Ochrona zdrowia szykuje się na małpią ospę
Choroba już objęta ustawą o zwalczaniu chorób zakaźnych
Małpia ospa oraz zakażenia wirusem ospy małpiej zostały objęte przepisami o zapobieganiu oraz zwalczaniu zakażeń i chorób zakaźnych u ludzi. Rozporządzenie w tej sprawie ukazało się w piątek 27 maja.
Resort opublikował jeszcze dwa inne rozporządzenia: w sprawie zgłaszania podejrzeń i rozpoznań zakażeń, chorób zakaźnych oraz zgonów, a także w sprawie chorób zakaźnych powodujących powstanie obowiązku hospitalizacji.
Ministerstwo Zdrowia tłumaczy, że odstąpiono od konsultacji i opiniowania projektów, by jak najszybciej zapewnić ochronę ludności przed zachorowaniami w przypadku zawleczenia wirusa na obszar Rzeczypospolitej Polskiej.
Podpisane przez ministra zdrowia przepisy obowiązują od soboty 28 maja. Mają wpływ na pracę lekarzy. Wynika z nich obowiązek raportowania do stacji sanitarno-epidemiologicznych każdego podejrzanego przypadku, który może być małpią ospą.
Osoby zakażone muszą być izolowane i hospitalizowane.
Jak na razie przychodnie nie otrzymały instrukcji postępowania. Sanepid zapowiedział, że wkrótce takie instrukcje przedstawi, przygotowane przez ekspertów chorób zakaźnych we współpracy z Głównym Inspektoratem Sanitarnym.
Obecnie trwają prace nad opracowaniem szczepionki na tę chorobę. Ponieważ wirusy ospy prawdziwej i małpiej należą do jednej rodziny, to szczepionka przeciwko ospie prawdziwej również chroni przed ospą małpią. Zaprzestano jednak jej stosowania wraz z wyeliminowaniem tej choroby 42 lata temu.
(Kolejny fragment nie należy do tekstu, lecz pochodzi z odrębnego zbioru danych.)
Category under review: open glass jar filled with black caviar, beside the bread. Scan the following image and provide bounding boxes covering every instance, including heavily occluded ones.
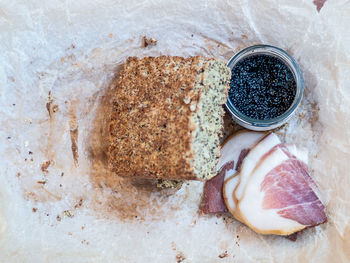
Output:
[226,45,303,131]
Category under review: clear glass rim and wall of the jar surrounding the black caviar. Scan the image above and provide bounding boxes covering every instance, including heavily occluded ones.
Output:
[225,45,304,131]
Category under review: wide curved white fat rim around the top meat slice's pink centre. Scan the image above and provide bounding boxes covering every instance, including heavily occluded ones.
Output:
[236,147,305,235]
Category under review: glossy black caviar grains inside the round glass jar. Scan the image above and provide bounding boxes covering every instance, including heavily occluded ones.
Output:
[229,55,296,120]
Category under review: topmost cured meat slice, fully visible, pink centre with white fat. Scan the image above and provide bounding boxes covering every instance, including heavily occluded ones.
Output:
[236,145,327,235]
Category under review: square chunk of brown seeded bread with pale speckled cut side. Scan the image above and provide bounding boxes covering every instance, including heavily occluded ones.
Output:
[109,56,231,180]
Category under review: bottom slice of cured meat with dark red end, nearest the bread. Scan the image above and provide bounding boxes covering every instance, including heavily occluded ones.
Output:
[201,130,265,214]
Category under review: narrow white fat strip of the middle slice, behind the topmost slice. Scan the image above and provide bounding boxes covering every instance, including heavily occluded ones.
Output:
[234,133,281,200]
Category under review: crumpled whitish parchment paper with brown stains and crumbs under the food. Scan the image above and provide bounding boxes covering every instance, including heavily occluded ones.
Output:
[0,0,350,262]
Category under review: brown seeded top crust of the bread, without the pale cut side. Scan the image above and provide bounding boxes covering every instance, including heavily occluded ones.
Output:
[109,56,229,180]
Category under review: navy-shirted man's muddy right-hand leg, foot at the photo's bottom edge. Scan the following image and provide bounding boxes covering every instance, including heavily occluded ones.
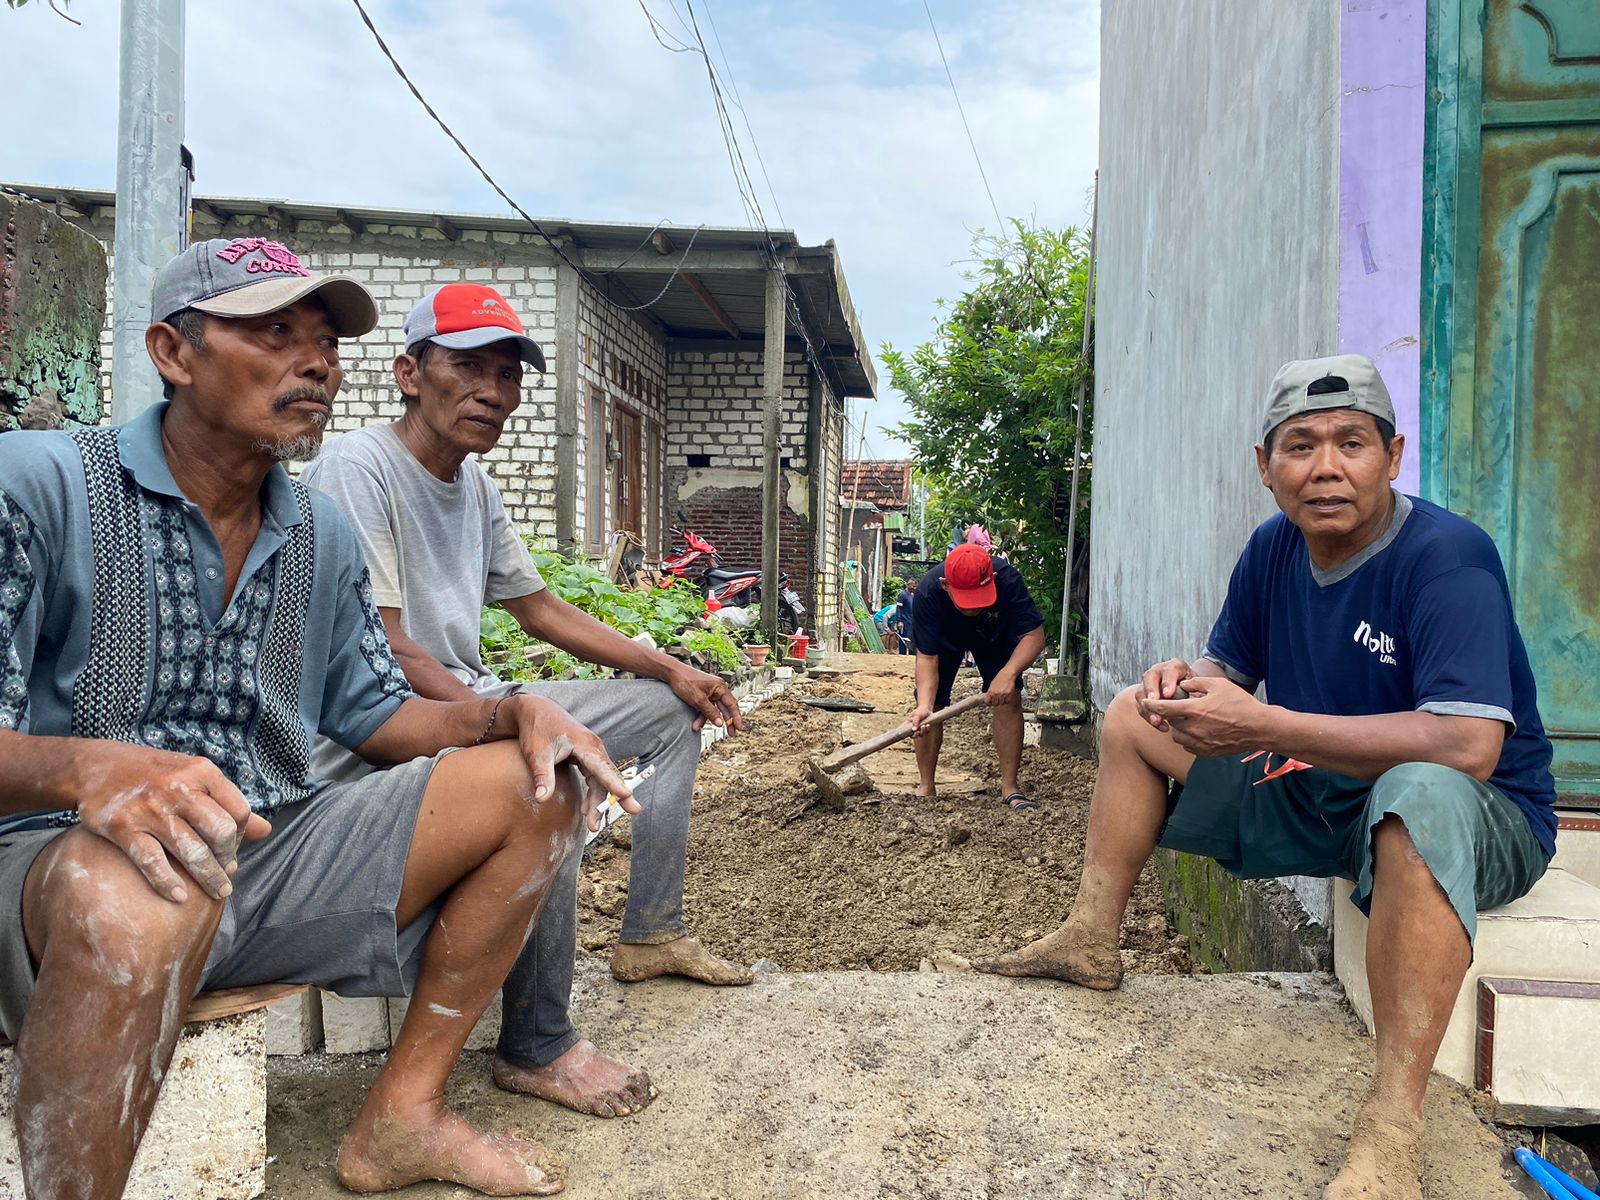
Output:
[1323,816,1472,1200]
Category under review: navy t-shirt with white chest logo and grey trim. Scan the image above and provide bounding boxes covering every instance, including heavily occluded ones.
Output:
[1205,494,1555,854]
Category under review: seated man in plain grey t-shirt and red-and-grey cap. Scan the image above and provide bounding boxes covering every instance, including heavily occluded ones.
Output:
[304,283,752,1117]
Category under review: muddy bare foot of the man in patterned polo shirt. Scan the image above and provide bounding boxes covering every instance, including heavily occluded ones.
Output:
[334,1109,566,1195]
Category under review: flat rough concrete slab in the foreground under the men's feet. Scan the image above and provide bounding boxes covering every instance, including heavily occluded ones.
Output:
[267,971,1518,1200]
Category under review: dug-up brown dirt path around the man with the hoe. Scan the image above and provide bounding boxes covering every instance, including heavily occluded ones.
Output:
[579,654,1194,974]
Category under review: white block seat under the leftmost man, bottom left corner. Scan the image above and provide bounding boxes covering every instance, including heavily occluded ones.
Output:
[0,1010,267,1200]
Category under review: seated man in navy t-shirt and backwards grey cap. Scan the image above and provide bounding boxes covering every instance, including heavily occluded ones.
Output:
[978,355,1555,1200]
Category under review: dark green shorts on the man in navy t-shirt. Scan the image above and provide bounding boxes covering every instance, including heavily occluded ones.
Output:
[1158,752,1549,939]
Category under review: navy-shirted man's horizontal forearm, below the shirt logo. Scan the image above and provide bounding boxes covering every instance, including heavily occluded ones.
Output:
[1261,706,1506,779]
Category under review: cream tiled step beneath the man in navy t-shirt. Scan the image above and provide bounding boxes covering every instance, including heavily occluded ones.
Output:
[1333,867,1600,1125]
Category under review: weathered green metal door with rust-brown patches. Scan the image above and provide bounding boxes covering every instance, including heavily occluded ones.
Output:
[1422,0,1600,803]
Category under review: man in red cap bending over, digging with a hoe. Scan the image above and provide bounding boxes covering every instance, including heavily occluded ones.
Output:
[909,542,1045,813]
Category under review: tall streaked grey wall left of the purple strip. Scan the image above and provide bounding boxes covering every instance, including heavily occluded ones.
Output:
[1090,0,1339,709]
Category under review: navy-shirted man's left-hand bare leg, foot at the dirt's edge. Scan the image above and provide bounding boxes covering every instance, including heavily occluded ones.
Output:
[973,688,1194,990]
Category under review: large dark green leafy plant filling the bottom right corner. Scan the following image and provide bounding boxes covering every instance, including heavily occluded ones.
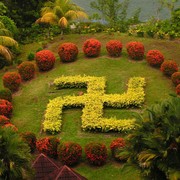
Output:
[120,96,180,180]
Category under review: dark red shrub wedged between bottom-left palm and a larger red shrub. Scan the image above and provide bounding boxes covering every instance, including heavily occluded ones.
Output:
[21,132,36,153]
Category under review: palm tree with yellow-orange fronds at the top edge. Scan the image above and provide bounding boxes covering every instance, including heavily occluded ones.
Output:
[36,0,88,34]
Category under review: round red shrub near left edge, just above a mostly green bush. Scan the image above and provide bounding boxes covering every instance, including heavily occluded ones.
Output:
[2,72,21,92]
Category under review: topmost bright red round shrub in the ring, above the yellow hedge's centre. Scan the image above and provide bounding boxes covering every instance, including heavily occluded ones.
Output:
[83,39,101,57]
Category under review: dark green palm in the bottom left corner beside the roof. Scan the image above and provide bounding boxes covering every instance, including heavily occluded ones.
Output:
[0,128,31,180]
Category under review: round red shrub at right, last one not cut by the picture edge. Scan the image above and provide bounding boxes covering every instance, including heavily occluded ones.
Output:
[161,60,178,76]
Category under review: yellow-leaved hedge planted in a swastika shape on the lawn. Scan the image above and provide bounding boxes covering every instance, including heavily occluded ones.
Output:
[43,76,145,133]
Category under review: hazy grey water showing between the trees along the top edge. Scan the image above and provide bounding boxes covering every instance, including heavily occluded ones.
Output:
[72,0,180,21]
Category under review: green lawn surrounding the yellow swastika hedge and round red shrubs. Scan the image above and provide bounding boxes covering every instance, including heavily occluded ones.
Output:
[0,33,180,180]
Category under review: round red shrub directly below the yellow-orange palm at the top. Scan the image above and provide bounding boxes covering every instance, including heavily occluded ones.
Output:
[58,43,78,62]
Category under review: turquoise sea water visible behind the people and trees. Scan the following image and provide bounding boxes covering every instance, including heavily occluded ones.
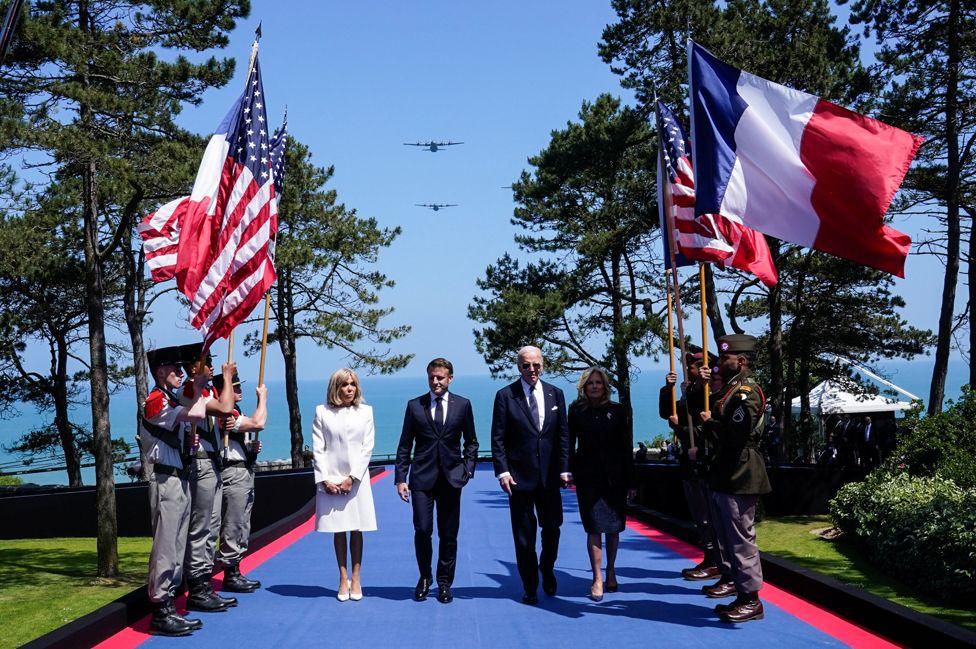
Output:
[0,359,968,484]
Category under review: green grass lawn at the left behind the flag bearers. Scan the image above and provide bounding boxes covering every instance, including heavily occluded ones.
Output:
[0,537,152,647]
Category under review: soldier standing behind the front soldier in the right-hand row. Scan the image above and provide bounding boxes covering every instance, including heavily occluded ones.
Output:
[658,351,719,581]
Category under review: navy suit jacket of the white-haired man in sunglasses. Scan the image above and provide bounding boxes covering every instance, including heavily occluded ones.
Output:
[491,380,569,491]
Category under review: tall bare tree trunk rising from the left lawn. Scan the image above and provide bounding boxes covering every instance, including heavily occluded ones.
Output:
[82,161,119,577]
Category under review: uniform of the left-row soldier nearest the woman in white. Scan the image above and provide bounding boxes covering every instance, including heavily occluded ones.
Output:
[214,375,261,593]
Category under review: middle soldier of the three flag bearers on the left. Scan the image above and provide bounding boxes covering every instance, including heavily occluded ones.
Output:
[180,343,237,613]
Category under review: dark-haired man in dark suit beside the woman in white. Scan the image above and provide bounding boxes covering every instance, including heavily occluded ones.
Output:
[395,358,478,604]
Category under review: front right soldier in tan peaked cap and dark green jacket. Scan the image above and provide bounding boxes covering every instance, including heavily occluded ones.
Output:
[701,334,771,622]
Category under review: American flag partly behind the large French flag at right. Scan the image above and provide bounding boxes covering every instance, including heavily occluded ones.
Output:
[657,101,778,286]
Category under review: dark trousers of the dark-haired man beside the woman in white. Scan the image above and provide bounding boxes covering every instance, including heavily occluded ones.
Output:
[410,476,461,586]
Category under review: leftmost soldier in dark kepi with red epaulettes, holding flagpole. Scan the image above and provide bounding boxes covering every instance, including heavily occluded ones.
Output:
[139,347,209,636]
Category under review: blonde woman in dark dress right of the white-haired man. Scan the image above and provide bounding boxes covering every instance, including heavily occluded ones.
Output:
[569,367,636,602]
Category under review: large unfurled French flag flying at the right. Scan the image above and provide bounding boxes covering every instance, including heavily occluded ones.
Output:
[688,41,922,277]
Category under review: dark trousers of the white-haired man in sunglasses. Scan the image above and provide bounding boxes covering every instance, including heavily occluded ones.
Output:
[508,484,563,593]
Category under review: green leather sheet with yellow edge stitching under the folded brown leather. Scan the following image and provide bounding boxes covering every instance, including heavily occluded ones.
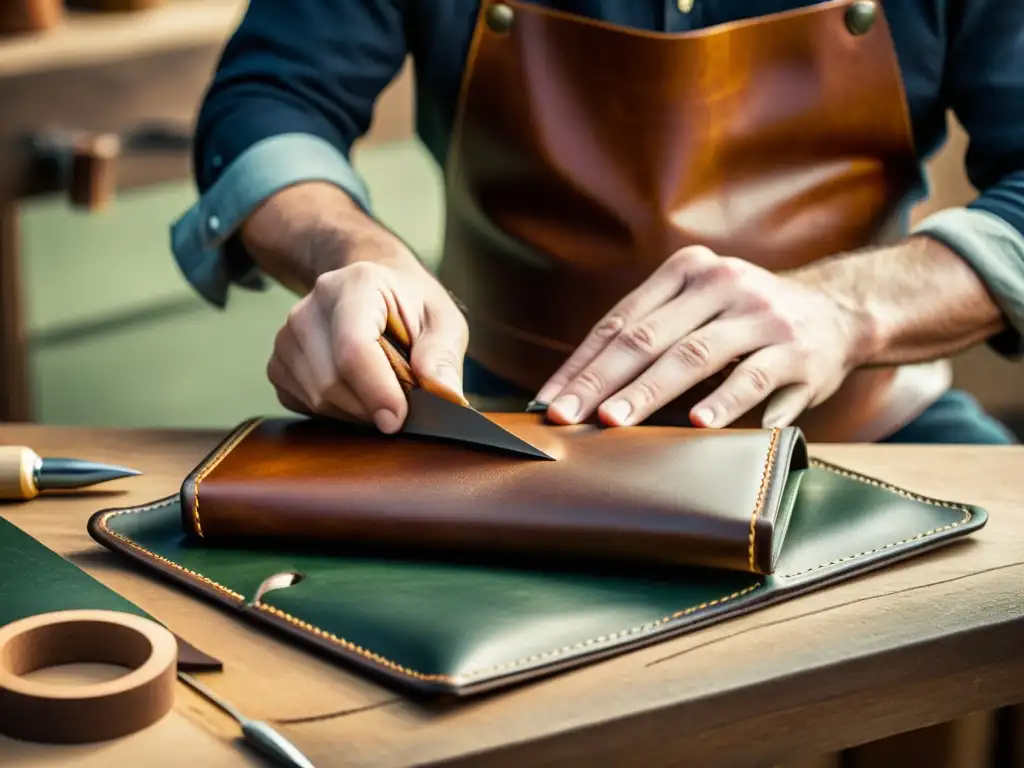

Z kolei dostępna szczepionka przeciwko ospie wietrznej nie zapewnia ochrony przeciwko małpiej ospie.
Czas nagli, bo od 7 maja choroba jest już w Europie. Choć w Polsce jeszcze jej nie stwierdzono, nie ma wątpliwości, że wcześniej czy później zakażenia dotrą również do nas. Belgia jako pierwszy kraj na świecie wprowadziła już 21-dniową kwarantannę dla osób zarażonych. Podobne kroki zapowiedziały Niemcy. Kwarantanna miałaby objąć osoby zakażone i te, które miały z nimi bliski kontakt, trwałaby trzy tygodnie, bo taki jest przybliżony czas inkubacji wirusa.
We Francji lekarzom i osobom, które miały bliski kontakt z zakażonymi małpią ospą zalecono przyjęcie szczepień przeciwko ospie prawdziwej.
Leczenie jest objawowe, ponieważ zdecydowana większość tych ludzi przechodzi tę chorobę łagodnie.